Bowlby made the strong claim that attachment security is essential for all of us throughout life—from the cradle to the grave, as he put it. Plainly, grave injuries and illnesses activate attachment needs throughout life, because these conditions are threatening. Perforce, the doctor-patient relationship takes on features of an attachment relationship, and patients’ attachment security is likely to play a role in the extent to which they approach this relationship from a foundation of trust.

No one doubts that effective medical care depends not only on medical expertise but also on the quality of the doctor-patient relationship.
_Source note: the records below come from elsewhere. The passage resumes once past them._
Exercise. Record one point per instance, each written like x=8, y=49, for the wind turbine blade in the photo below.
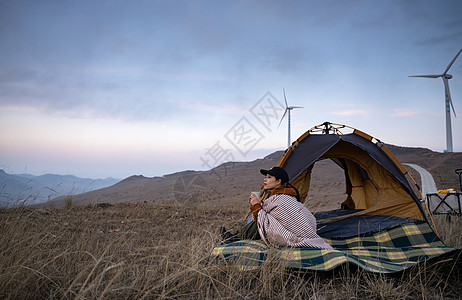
x=452, y=61
x=452, y=106
x=285, y=98
x=448, y=94
x=426, y=76
x=282, y=117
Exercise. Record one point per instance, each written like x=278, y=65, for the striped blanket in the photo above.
x=387, y=251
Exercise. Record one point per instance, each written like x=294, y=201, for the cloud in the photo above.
x=350, y=113
x=401, y=112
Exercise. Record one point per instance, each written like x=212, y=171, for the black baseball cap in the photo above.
x=277, y=172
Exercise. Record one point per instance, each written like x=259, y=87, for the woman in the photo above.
x=282, y=220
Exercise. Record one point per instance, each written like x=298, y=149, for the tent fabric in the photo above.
x=374, y=177
x=388, y=251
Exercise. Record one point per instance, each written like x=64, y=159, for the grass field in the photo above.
x=160, y=251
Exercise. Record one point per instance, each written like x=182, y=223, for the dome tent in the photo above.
x=376, y=182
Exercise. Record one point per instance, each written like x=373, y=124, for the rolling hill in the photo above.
x=30, y=189
x=232, y=182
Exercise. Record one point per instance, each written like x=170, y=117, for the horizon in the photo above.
x=102, y=89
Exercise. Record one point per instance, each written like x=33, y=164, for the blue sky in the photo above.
x=117, y=88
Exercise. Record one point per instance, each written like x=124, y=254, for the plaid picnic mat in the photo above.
x=387, y=251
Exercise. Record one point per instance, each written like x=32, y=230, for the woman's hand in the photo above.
x=253, y=199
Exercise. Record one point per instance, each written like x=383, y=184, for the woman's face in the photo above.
x=270, y=182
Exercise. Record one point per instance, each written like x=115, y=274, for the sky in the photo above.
x=103, y=89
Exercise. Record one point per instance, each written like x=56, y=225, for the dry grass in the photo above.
x=160, y=251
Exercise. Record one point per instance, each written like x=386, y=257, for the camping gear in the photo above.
x=459, y=172
x=381, y=219
x=389, y=251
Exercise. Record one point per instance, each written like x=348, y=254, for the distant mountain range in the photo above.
x=29, y=189
x=232, y=182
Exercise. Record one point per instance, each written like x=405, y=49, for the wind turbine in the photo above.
x=448, y=101
x=288, y=109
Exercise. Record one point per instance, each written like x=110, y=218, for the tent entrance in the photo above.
x=327, y=187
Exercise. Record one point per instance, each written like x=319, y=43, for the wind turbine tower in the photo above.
x=448, y=101
x=288, y=109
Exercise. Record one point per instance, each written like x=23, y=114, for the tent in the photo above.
x=382, y=226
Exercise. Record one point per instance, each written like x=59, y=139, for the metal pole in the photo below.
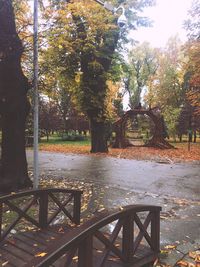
x=36, y=95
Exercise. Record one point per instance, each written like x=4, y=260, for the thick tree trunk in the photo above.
x=98, y=137
x=14, y=105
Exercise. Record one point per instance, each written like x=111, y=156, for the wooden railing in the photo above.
x=23, y=204
x=136, y=230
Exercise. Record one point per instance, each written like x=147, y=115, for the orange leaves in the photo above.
x=41, y=254
x=140, y=153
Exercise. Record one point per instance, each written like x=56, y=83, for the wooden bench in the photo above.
x=128, y=236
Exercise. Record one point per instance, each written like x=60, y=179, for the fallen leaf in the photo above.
x=170, y=247
x=41, y=254
x=182, y=264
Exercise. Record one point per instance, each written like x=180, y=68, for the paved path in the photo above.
x=176, y=187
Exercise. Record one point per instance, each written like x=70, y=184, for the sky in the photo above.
x=168, y=17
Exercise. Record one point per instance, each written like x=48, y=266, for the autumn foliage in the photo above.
x=139, y=153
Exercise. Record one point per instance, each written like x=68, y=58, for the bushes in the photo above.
x=73, y=137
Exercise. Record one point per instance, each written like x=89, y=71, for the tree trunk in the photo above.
x=195, y=136
x=98, y=137
x=14, y=106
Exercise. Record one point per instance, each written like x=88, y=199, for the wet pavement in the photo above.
x=117, y=182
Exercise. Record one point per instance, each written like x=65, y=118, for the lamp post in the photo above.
x=122, y=20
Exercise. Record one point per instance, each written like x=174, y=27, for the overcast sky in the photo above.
x=168, y=17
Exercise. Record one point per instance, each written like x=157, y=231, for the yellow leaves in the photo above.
x=170, y=247
x=5, y=263
x=41, y=254
x=182, y=264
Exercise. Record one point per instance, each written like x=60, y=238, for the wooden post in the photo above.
x=155, y=230
x=43, y=209
x=127, y=239
x=85, y=255
x=1, y=218
x=77, y=207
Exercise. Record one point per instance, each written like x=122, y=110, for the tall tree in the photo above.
x=14, y=105
x=141, y=67
x=85, y=38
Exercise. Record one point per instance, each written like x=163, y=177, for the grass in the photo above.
x=56, y=140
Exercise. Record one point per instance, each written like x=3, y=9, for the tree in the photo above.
x=49, y=117
x=14, y=105
x=142, y=65
x=190, y=113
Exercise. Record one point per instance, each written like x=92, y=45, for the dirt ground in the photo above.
x=179, y=154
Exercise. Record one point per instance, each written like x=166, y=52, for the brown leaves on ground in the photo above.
x=179, y=154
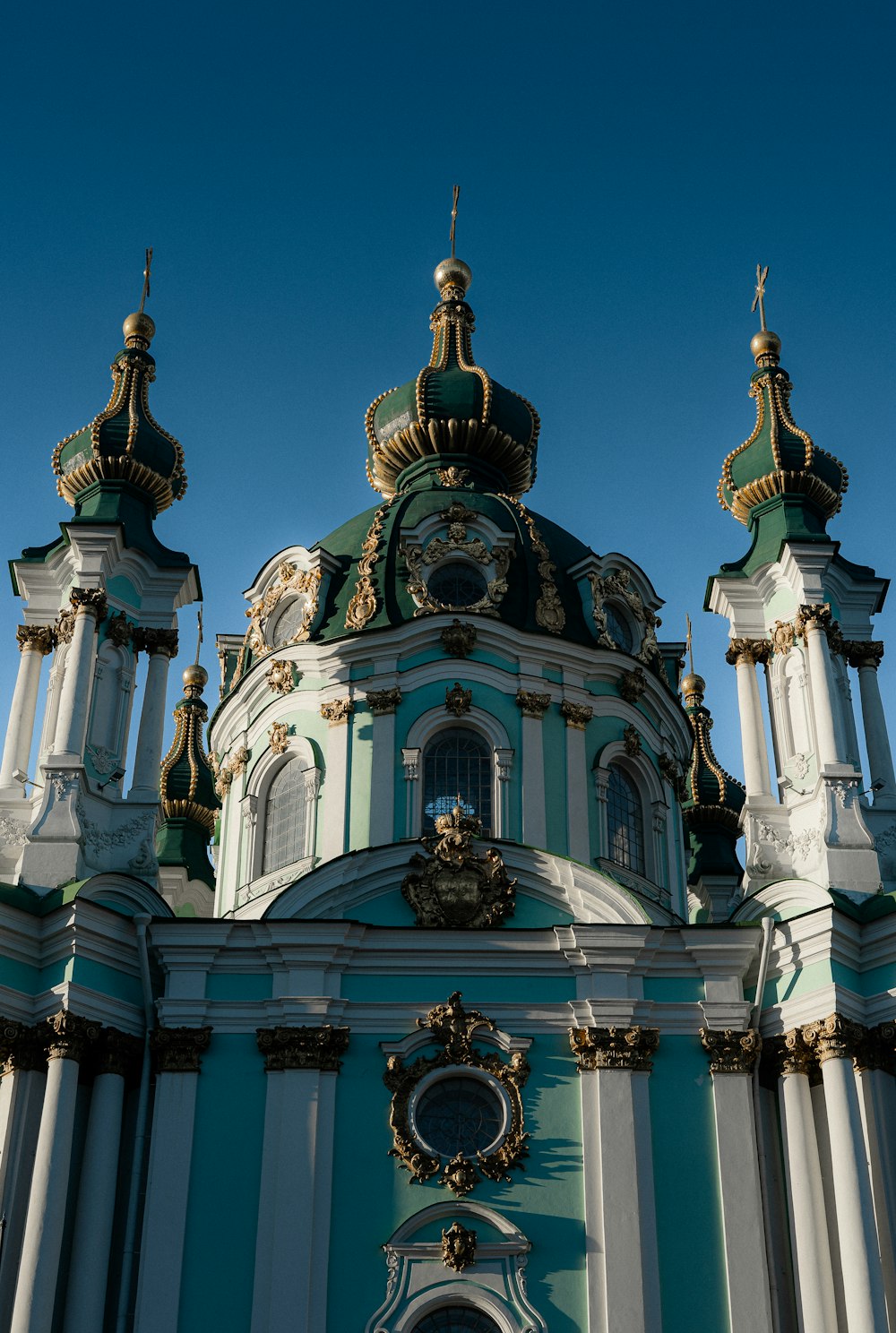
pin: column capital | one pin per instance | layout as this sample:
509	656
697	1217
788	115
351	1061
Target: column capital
614	1048
303	1048
90	601
117	1054
576	715
835	1037
789	1054
748	652
179	1051
863	652
382	701
814	615
70	1036
23	1048
36	639
150	640
731	1051
532	704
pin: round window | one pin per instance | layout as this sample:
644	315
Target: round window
617	628
289	623
456	584
459	1319
459	1114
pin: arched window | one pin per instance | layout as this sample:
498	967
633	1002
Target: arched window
286	817
456	1319
458	762
625	821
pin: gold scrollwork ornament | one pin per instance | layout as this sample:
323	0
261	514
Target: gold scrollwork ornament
453	1029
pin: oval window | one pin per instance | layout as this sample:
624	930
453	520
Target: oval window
459	1114
458	584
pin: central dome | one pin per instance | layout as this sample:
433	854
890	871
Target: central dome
452	412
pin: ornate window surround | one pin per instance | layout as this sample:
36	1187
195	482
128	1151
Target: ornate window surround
655	808
419	1283
426	728
254	812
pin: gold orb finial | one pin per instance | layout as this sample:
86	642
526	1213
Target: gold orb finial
195	679
765	347
452	278
694	688
139	331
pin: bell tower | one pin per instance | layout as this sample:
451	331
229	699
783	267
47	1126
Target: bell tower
95	601
803	615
We believe that attachment theory—with the help of the concept of mentalizing—helps to clarify the ingredients of a healing relationship. As Bowlby and Ainsworth articulated over a half-century ago, the core of this relationship is sensitive responsiveness to the patient’s distress. When the doctor maintains a mentalizing stance, the patient will be more attuned to his or her emotional distress and better able to communicate it; consequently, the distress will become more bearable, the patient will feel more secure in the relationship and the optimal foundation for healing will be established.

Jon G. Allen is a senior psychologist, author, educator and researcher at The Menninger Clinic who is also professor in Baylor College of Medicine’s Menninger Department of Psychiatry & Behavioral Sciences. Psychologist Michael D. Groat is program director for the Professionals in Crisis inpatient program that treats individuals from medicine, law, entertainment, business and education. Dr. Groat is an assistant professor in the Menninger Department of Psychiatry & Behavioral Sciences.